Nei mesi scorsi, inoltre, è uscito Running commentary: the contentious magazine that transformed the jewish left into the neoconservative right, una storia della rivista simbolo del neoconservatorismo, scritta da Benjamin V. Balint. In libreria ci sono anche una biografia del direttore di Commentary, Norman Podhoretz: A biography, scritta da Thomas L. Jeffers, e infine un storia critica del movimento curata da Len Colodny e Tom Shachtman, The forty years war: the rise and fall of the neocons, from Nixon to Obama.
Gli scritti di Kristol, morto nel 2009, sono stati raccolti da sua moglie Gertrude "Bea" Himmelfarb, teorica della superiorità morale dell'illuminismo britannico rispetto a quello francese e intellettuale preferita dall'ex premier laburista inglese Gordon Brown. I saggi di Kristol raccontano la parabola politica del movimento e spiegano che il neoconservatorismo non è un'ideologia, ma «una persuasione», «un modo di pensare», «uno stato d'animo».
La parola neoconservative è stata coniata nel 1973 dal sociologo socialista Michael Harrington sulla rivista Dissent per definire un gruppo di persone di sinistra che contestava la deriva illiberale della sinistra ufficiale. Le cose, col tempo, sono cambiate. Ma se non si capisce che le radici degli intellettuali neoconservatori sono di sinistra non si comprende perché sulle questioni di politica estera spesso marciano uniti agli internazionalisti liberal e nemmeno il motivo per cui sono detestati dai conservatori tradizionali e dai liberisti.
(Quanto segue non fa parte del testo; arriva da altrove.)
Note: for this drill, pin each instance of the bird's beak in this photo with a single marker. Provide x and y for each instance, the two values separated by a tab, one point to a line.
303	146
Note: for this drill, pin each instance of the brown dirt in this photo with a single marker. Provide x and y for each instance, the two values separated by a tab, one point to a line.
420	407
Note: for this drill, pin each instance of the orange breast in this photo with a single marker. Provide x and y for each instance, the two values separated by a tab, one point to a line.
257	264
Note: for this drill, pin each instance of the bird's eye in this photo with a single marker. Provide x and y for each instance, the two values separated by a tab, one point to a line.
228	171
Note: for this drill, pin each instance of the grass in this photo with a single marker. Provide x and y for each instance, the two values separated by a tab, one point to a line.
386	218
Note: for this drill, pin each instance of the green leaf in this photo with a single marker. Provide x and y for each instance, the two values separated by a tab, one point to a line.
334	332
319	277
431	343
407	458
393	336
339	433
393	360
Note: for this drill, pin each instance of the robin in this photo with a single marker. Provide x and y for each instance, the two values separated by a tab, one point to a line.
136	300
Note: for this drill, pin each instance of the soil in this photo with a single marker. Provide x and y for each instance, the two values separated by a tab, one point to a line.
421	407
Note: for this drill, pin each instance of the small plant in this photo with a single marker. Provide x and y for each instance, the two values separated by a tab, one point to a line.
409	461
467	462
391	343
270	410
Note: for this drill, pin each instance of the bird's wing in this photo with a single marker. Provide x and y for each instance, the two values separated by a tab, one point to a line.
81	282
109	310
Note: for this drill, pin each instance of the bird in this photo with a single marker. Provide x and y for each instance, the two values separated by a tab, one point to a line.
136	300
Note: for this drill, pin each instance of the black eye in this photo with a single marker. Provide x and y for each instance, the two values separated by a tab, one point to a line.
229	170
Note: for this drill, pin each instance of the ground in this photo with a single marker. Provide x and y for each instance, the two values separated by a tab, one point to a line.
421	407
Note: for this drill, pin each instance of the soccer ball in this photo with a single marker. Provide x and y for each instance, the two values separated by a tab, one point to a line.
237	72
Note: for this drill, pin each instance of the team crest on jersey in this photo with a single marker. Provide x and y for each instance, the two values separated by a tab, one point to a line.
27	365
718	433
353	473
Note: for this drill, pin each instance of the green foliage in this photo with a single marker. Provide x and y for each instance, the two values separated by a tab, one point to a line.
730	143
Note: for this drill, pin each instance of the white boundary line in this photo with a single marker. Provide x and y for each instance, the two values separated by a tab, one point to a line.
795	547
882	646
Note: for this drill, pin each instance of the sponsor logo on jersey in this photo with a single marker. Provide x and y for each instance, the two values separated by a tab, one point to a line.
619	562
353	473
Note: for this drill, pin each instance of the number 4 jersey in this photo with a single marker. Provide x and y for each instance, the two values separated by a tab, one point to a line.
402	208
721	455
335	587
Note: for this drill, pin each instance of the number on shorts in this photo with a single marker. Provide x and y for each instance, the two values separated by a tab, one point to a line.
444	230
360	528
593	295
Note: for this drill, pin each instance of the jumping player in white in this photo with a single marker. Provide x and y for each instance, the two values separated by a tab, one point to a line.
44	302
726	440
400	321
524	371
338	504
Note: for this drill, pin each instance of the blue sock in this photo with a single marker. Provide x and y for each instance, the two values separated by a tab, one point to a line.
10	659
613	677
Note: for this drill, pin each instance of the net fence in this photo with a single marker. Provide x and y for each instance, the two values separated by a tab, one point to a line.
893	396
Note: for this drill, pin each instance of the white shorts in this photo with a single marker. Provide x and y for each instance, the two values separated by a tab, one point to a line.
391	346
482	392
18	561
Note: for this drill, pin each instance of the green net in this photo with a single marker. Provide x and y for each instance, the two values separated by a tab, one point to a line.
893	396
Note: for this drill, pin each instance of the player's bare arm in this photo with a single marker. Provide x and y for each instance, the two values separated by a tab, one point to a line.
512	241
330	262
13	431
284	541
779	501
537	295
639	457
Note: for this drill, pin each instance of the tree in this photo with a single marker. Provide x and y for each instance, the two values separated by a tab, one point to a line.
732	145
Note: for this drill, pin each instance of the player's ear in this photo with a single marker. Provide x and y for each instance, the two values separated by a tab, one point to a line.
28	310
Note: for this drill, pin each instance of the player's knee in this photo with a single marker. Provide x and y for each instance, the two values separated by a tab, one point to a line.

Definire i neocon non è facile. Kristol diceva che un neoconservatore è un liberal assalito dalla realtà, un progressista pragmatico e con i piedi per terra. Daniel Bell, scomparso recentemente, rifiutava l'etichetta di neocon, ma era un altro dei padrini del movimento. Assieme a Kristol nel 1965 ha fondato la rivista Public Interest, l'house organ dei neocon. Bell diceva di essere socialista in economia, progressista in politica e conservatore sulla cultura.
Oggi non è più così. I neoconservatori di seconda generazione non sono socialisti. Ma non sono nemmeno super liberisti, non contestano le grandi riforme sociali del New Deal come fanno (almeno a parole) i conservatori tradizionali e i Tea Party. Rispetto all'epoca d'oro degli anni 60, poi, i nuovi neocon s'interessano più di politica estera che di politiche pubbliche interne. Il loro interesse principale è l'esercizio della leadership americana, la proiezione del potere statunitense come forza del bene, liberale e democratica, nel mondo. Il libro di Thompson racconta un'altra storia. Il professore della Clemson University sottolinea come il neoconservatorismo sia molto più di un pensiero politico pragmatico che si adatta alle situazioni e muta di volta in volta come sostiene Kristol: «Semmai è un sistema filosofico con profonde radici nel pensiero di Leo Strauss», scrive. I neocon, secondo il professore, vogliono rimoralizzare l'America e il mondo creando una nuova religione civile e patriottica: l'americanismo. Un'America dove le persone comuni lavorano duro, vanno in chiesa, sono virtuose, sacrificano se stesse al bene comune, obbediscono agli ordini del governo, combattono le guerre e muoiono per lo Stato. Uno Stato modellato sulle idee di Platone e di Strauss, guidato da un'élite che considera il popolo incapace di autogovernarsi senza l'aiuto e la saggezza di una casta di eletti colti e virtuosi. La descrizione della filosofia politica dei neoconservatori è una via di mezzo tra la dottrina dello stato etico fascista e le accuse di moralismo neopuritano rivolte agli eredi dell'azionismo torinese. Una caricatura, insomma.